Ten years after James Byrd Jr. was dragged to death down a three-mile stretch of country road simply because he was black, some things have changed in Jasper.

Black and white teenagers can be seen playing basketball together at James Byrd Jr. Memorial Park. Blacks now make up a majority on the City Council. And an iron fence no longer separates the graves of whites and blacks in the 171-year-old cemetery where Byrd is buried.

But Byrd's murder, which jolted the nation with its utter brutality and unvarnished racism, still casts a shadow over this timber town in deep East Texas.

“It is something we have to live with the rest of our lives,” said Walter Diggles, a black civic leader and executive director of the Deep East Texas Council of Governments. “It is similar to Dallas, when people think of the JFK assassination, or Memphis, when people think of Martin Luther King's murder.”

Ever since three white men beat the 49-year-old Byrd, chained him by the ankles to the bumper of a Ford pickup truck, then pulled him down Huff Creek Road in the early hours of June 7, 1998, Jasper has been almost synonymous with the horrors of racism.

A decade later, according to Diggles, some people are still afraid to visit Jasper, a town of 8,000. Some businesses have been reluctant to come to town, which is badly in need of industry.

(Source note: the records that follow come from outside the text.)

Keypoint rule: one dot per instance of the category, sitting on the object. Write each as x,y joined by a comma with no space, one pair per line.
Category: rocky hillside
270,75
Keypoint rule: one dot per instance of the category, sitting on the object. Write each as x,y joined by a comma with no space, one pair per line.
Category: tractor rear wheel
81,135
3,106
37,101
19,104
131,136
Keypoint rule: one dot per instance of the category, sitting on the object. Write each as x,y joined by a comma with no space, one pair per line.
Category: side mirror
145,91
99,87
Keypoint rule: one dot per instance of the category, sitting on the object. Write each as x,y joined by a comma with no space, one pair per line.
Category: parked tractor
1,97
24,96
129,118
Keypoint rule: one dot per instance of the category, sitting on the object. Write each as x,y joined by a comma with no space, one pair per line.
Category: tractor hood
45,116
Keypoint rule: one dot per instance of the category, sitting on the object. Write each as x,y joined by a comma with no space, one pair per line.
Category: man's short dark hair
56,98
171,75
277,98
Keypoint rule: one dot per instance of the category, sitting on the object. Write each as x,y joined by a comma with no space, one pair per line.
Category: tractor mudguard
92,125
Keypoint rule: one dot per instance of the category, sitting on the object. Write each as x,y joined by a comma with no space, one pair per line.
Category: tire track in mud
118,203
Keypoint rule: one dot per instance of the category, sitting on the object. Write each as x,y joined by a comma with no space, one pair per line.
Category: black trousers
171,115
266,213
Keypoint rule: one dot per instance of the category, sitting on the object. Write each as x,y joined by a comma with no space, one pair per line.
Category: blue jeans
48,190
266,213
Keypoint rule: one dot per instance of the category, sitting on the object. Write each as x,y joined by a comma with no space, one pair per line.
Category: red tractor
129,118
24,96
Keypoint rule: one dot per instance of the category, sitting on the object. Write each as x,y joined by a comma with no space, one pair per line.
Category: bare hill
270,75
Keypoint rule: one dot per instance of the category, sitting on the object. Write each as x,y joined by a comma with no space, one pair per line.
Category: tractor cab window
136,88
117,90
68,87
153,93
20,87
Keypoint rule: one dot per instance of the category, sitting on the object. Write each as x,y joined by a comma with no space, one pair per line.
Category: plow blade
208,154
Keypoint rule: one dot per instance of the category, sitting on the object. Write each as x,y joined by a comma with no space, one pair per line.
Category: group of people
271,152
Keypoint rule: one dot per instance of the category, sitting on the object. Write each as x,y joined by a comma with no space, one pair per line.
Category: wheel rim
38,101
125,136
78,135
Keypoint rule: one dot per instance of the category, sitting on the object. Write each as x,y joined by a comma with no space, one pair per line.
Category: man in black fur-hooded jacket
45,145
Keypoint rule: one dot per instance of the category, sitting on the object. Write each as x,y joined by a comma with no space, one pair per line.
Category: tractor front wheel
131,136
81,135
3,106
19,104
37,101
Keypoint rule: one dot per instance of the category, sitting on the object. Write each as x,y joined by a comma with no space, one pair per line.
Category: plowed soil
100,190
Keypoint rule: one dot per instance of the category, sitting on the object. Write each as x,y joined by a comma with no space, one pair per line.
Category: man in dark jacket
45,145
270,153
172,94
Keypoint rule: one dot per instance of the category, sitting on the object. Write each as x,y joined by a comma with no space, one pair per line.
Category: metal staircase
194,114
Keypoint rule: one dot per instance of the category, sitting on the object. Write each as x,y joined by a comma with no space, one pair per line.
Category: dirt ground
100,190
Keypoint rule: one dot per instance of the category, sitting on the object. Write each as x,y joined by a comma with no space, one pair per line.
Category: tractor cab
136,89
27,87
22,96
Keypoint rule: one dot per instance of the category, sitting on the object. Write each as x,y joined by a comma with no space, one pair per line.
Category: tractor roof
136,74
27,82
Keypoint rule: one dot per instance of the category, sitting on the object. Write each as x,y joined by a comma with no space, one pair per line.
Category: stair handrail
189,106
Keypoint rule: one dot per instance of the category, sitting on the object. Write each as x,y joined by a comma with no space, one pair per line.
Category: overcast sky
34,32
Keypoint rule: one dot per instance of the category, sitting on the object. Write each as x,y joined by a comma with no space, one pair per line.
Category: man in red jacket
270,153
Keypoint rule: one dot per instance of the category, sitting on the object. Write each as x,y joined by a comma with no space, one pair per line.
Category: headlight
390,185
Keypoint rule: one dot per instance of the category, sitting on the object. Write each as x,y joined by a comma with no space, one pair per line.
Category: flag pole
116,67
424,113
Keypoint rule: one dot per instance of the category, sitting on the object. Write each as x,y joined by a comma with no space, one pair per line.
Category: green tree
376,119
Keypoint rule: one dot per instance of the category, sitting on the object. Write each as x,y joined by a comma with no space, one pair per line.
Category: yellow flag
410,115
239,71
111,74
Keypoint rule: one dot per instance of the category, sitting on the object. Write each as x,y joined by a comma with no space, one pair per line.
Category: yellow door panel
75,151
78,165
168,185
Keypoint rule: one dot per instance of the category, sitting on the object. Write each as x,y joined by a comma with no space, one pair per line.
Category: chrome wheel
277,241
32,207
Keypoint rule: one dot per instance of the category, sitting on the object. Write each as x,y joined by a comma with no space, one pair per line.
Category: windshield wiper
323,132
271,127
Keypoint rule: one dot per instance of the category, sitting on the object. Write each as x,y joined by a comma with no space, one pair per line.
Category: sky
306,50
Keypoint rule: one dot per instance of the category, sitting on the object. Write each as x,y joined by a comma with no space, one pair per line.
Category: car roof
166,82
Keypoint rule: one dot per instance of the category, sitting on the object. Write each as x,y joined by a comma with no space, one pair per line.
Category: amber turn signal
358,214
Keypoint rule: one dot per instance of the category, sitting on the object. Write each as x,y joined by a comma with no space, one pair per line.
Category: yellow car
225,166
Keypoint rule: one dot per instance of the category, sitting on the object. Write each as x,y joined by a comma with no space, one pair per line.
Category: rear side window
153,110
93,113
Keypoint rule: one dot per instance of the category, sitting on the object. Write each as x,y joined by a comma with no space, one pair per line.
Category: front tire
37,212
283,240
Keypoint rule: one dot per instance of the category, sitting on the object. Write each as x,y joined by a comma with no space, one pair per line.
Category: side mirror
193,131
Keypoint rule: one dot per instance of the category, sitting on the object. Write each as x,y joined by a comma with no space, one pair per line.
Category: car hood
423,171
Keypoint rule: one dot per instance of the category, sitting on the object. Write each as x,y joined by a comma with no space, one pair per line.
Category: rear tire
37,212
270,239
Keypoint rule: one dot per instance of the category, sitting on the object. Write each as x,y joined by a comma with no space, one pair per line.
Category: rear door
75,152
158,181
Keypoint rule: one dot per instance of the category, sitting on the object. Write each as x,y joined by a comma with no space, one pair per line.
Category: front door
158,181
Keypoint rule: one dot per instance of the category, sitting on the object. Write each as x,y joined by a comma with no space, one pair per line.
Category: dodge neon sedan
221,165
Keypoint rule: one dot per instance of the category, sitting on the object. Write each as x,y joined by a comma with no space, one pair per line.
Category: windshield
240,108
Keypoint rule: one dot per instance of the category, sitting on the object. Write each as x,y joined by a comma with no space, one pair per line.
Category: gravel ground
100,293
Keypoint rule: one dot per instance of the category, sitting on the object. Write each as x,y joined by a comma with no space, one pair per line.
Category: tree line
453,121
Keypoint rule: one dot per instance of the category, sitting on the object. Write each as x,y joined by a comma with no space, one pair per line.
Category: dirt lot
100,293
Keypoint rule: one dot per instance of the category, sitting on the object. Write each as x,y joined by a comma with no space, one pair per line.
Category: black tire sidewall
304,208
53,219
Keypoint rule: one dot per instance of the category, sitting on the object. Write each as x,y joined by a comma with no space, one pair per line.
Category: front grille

However, Diggles and many others say there is a hopeful part of the story too often overlooked: The murder forced the people of Jasper, a town whose population is almost evenly divided between black and white, to confront their prejudices.

“Afterward, people came together, worked together and healed together,” said R.C. Horn, who was mayor at the time and is black.

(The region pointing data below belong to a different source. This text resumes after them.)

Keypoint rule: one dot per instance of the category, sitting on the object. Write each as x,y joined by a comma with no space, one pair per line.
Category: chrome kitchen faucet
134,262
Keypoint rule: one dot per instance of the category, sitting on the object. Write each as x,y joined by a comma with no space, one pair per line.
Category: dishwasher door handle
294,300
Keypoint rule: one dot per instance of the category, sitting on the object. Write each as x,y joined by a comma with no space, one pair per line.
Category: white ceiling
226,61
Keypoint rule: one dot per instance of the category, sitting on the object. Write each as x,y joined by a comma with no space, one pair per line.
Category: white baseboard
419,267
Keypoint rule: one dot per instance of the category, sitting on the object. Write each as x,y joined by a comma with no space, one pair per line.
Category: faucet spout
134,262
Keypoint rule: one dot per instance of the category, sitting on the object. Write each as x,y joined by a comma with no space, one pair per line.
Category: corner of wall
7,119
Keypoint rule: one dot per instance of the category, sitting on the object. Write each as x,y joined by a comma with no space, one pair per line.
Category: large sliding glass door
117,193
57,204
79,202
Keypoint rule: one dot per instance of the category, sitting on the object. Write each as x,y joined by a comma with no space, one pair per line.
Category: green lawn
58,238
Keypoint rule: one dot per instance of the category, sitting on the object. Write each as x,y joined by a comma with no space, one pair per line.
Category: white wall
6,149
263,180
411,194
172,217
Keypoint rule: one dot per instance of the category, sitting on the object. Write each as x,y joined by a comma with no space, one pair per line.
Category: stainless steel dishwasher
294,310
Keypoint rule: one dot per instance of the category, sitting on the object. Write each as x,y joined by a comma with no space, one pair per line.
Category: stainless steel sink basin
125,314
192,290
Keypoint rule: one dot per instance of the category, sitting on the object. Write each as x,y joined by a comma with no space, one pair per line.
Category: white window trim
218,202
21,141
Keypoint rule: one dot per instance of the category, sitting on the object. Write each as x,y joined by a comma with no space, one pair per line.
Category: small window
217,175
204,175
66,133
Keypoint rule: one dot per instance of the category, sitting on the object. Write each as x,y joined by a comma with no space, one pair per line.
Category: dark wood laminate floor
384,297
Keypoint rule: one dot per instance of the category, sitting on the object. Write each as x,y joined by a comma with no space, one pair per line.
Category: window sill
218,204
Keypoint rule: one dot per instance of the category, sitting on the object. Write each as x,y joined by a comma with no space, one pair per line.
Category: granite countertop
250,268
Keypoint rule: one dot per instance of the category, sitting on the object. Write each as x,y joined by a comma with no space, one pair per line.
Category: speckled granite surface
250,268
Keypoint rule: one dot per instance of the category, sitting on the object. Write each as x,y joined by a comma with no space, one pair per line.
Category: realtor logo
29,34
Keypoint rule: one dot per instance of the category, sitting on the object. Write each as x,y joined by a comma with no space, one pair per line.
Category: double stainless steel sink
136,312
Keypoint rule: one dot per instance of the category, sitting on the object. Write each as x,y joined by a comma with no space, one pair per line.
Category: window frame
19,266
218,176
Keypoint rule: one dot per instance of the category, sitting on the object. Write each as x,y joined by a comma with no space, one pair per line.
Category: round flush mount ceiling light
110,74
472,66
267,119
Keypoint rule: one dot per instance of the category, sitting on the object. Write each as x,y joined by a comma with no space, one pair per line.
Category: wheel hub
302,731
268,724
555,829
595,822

Byrd's murderers were quickly arrested and convicted. John William King and Lawrence Russell Brewer are on death row. Shawn Allen Berry is serving a life sentence.

The Rev. Ronald Foshage, a white priest at St. Michael's Parish and other townspeople said that before the killing, blacks and whites sat separately at football games and in other public settings. But now, they say, they see less of that.

There is still work to do. A few years back, Byrd's gravesite was vandalized and defaced with slurs.

“We're getting there,” Betty Byrd Boatner, Byrd's younger sister, said, “but it just takes time.”